The campaign also exposed a nation deeply divided over gender conflicts. ​Mr. Yoon was accused of pandering to widespread sentiment against China and against feminists among young men, whose support proved crucial to his victory. Exit polls showed the voters in their 20s split sharply along the gender line, with men favoring Mr. Yoon and women Mr. Lee.

Young men said they were gravitating toward ​Mr. Yoon because ​he spoke to some of their deepest concerns, like​ the fear that an influx of immigrants and a ​growing feminist movement would further erode their job opportunities.​ Professor Ahn likened the phenomenon to “Trumpism.”

“We ​may not be completely satisfied with Yoon, but he is the only hope we’ve got,” said Kim Seong-heon, 26, a university student in Seoul who lives in a windowless room barely big enough to squeeze in a bed and closet.

Mr. Yoon promised deregulation to spur investment. He also promised 2.5 million new homes to make housing more affordable.

But the newly elected president may face fierce resistance at the National Assembly, where Mr.
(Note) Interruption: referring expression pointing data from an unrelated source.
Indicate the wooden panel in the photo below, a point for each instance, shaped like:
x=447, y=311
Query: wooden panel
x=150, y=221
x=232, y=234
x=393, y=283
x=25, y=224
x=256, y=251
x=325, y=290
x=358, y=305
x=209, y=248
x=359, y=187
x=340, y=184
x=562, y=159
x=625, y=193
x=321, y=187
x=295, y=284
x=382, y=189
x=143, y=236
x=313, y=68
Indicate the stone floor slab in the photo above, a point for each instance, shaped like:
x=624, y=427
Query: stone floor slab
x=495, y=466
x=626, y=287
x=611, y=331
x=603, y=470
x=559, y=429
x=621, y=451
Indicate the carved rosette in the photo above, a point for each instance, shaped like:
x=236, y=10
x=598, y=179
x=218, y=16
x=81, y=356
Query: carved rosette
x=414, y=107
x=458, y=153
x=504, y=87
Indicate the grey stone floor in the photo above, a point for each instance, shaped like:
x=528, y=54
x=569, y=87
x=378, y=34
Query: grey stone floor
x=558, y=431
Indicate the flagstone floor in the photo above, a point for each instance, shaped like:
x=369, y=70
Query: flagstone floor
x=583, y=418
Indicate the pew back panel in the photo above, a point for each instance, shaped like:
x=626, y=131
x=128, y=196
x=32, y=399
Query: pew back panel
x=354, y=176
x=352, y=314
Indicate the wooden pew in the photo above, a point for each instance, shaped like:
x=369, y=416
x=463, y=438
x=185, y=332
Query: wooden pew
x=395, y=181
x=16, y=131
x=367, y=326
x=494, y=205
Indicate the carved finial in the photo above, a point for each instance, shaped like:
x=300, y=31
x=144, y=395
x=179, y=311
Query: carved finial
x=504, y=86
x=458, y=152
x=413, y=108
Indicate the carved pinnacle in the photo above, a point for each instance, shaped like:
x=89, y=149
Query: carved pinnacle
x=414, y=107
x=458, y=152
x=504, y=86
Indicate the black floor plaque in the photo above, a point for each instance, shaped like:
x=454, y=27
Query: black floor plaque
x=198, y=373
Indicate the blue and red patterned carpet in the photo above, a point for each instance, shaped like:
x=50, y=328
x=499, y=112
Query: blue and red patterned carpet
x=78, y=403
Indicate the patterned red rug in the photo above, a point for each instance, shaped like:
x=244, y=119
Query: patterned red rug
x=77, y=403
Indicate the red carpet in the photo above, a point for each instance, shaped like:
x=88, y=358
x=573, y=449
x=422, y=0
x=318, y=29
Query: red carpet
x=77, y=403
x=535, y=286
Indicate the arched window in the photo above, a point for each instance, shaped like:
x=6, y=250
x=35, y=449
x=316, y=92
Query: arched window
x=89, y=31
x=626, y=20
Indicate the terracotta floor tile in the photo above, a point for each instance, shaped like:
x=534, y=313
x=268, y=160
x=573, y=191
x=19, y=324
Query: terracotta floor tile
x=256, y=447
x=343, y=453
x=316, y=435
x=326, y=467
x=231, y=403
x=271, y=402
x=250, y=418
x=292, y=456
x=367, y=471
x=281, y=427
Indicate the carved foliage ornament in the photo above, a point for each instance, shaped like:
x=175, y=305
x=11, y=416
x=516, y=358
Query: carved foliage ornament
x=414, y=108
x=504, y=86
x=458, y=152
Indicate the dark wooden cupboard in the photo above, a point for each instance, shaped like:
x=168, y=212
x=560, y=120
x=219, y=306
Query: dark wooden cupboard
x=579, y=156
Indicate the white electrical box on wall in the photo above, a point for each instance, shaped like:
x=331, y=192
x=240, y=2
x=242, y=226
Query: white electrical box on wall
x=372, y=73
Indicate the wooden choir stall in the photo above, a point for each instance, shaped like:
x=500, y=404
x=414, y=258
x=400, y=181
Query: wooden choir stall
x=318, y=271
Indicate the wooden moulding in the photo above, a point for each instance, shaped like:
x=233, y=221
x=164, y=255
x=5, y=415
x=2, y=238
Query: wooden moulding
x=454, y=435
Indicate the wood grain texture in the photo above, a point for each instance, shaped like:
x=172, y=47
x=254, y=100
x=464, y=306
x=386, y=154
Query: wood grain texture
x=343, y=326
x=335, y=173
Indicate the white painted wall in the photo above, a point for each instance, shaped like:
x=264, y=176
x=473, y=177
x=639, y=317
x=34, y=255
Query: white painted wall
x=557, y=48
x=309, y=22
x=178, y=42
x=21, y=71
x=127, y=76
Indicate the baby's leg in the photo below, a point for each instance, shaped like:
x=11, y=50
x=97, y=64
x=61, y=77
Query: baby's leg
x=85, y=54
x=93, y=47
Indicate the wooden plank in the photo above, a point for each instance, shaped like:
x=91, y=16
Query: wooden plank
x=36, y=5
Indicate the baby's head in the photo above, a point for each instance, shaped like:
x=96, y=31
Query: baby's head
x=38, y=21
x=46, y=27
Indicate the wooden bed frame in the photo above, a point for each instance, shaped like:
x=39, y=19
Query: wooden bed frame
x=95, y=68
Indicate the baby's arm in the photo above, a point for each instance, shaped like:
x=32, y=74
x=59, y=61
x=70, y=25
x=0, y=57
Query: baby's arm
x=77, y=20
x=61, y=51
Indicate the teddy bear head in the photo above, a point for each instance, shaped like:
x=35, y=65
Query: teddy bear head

Moon’s Democratic Party holds a majority. Mr. Yoon’s campaign promise to abolish the country’s ministry of gender equality may prove particularly contentious.

He also has to contend with a bitter, disillusioned public.

​New allegations of legal and ethical misconduct emerged almost daily to cast doubt on Mr. Yoon and his wife, Kim Keon-hee​, as well as on his rival, Mr. Lee.

Many voters felt they were left with an unappealing choice.

“It was not about who​m​ you like​d​ better but about whom you hate​d​ less,” said Jeong Sang-min, 35, a logistics official at an international apparel company.